"No, you shouldn't be leaving on a Friday."(FYI: Superstitions consider it bad luck for sailors to leave the dock on a Friday for a long voyage or a deep sea excursion.)
Then we coaxed her out when the tide gave us a few inches but she wasn't done being stubborn - 90 m off the wharf she sat on a mudbar. Again, we waited for the tide and when we drifted off, we found some depth and anchored for the night.
We used the next day for sea trials to set up and get familiar with the new auto pilot. But it wasn't going well all day (bleeding the hydraulic lines at sea, adjusting the instruments, etc.) and by mid afternoon without having sufficient progress on dialling it in, we decided to head back to Guaymas harbour before dark. However on the way in, tinkering with the auto pilot controls, Jordan seemed to get it working. So we turned around and headed out to sea around 17:30 for an 85 nautical mile overnight crossing.

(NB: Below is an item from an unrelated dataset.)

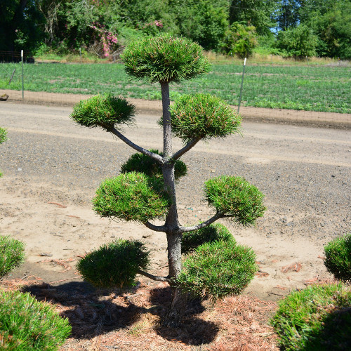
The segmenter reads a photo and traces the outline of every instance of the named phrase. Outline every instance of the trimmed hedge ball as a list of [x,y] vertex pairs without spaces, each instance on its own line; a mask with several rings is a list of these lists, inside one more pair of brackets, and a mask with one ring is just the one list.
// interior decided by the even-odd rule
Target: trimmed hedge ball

The wind was just off our nose and after motoring a short time in light winds, Jordan decided to put the mainsail up to help. At that point, the wind was starting to get a little brisk so he put a double reef in the main which turned out to be a good move as the winds got pretty strong throughout the night. As we pulled into Santa Rosalia harbour at 09:00, the sea winds were neutralized by the usual morning offshore flow.

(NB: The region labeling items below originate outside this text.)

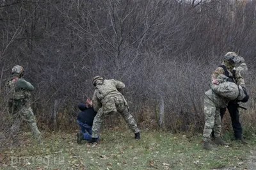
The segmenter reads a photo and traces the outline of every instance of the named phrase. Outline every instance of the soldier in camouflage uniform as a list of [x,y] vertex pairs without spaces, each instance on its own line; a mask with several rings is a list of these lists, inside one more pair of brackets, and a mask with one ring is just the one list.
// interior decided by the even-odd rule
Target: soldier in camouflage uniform
[[140,139],[140,130],[129,112],[127,102],[120,92],[125,88],[124,84],[114,79],[105,80],[100,76],[93,79],[93,84],[95,89],[92,101],[94,110],[97,114],[92,126],[92,143],[97,142],[103,120],[116,112],[120,113],[135,134],[135,139]]
[[17,135],[19,133],[22,120],[29,124],[33,137],[41,142],[41,133],[39,131],[36,120],[30,107],[30,91],[34,90],[34,86],[26,81],[22,77],[24,74],[23,67],[17,65],[12,70],[12,76],[6,83],[6,91],[8,98],[9,111],[13,116],[14,122],[10,132],[14,143],[19,143]]
[[[236,65],[239,66],[236,69]],[[244,59],[237,55],[236,52],[228,52],[224,56],[224,60],[222,64],[213,72],[212,75],[212,81],[214,83],[218,75],[224,74],[229,77],[228,81],[232,82],[243,87],[244,91],[246,93],[246,97],[242,101],[234,100],[230,101],[227,107],[220,109],[221,118],[224,116],[226,112],[226,108],[228,109],[231,117],[232,125],[234,132],[234,136],[236,140],[240,141],[243,144],[247,143],[243,139],[242,135],[242,126],[239,122],[239,102],[246,102],[249,99],[247,94],[244,80],[242,75],[246,75],[248,73],[248,68]]]
[[[220,75],[216,79],[218,83],[225,81]],[[215,140],[216,144],[227,145],[220,137],[221,120],[220,117],[220,108],[225,107],[229,100],[220,97],[215,93],[212,89],[205,93],[204,98],[204,107],[205,123],[203,132],[204,148],[205,150],[212,150],[213,146],[211,144],[211,134],[214,130]]]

Santa Rosalia (N27°20.401' W112°15.925') is yet another cute little town. We stayed Sunday night, the first of two nights, at the Marina Santa Rosalia so the salt could be hosed off the boat decks and sails. This marina is located in a historic wooden building which sells beer and pop from its fridge on the "honour system". If you want one, you take one, and write your name down on the paper. When you check out, you settle up. The staff is very easy-going, friendly, and not worried about the usual rules.

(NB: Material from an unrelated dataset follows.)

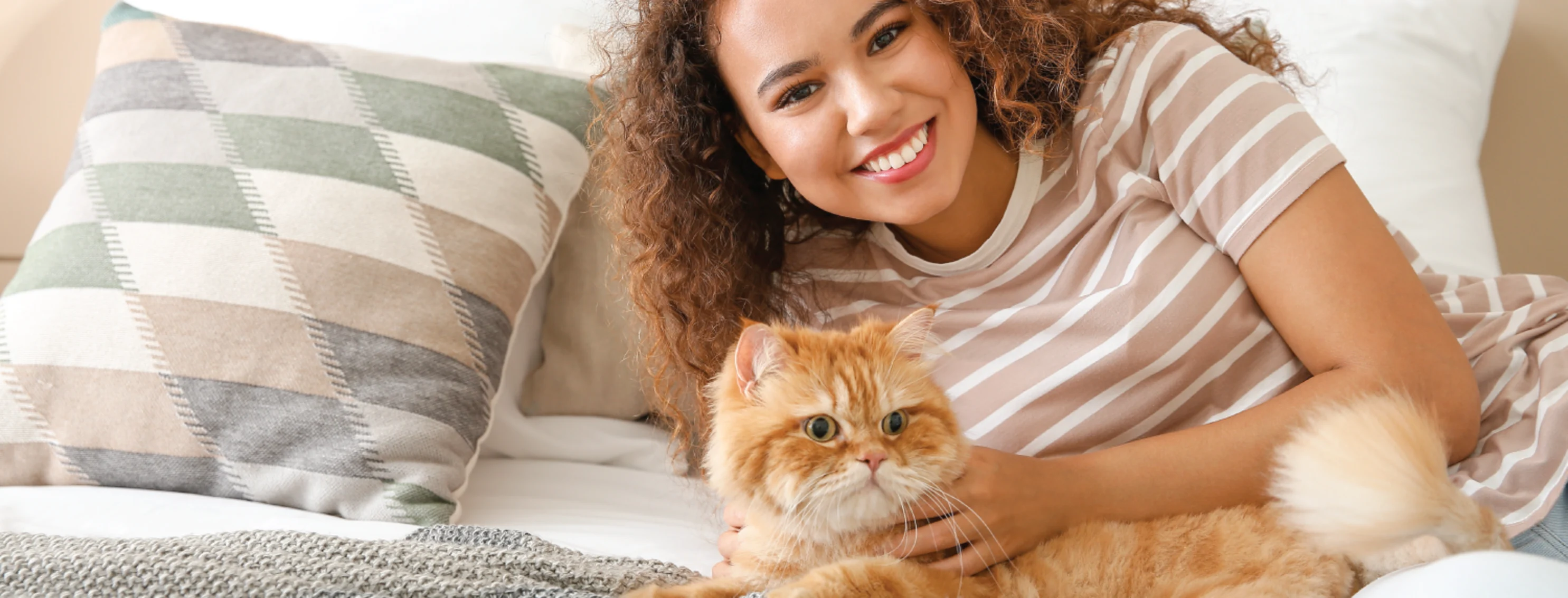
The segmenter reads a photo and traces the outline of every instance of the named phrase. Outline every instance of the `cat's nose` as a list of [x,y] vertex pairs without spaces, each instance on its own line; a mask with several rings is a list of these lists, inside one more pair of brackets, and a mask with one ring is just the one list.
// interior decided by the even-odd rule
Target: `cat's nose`
[[866,467],[872,468],[872,473],[877,473],[877,465],[881,465],[883,459],[887,459],[886,452],[866,452],[861,456],[861,463],[866,463]]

Jordan behind "bars" of Marina Santa Rosalia
During our stay, we wandered the town and went to see what is known as "Eiffel's Church" as it was designed by the same man as the Eiffel Tower in Paris. This church was built of pre-fabricated metal for the 1889 Paris Exposition, complete with stained glass windows too! After being moved to Brussels, it was once again dismantled and then re-assembled in Santa Rosalia in 1895 by its new French owners.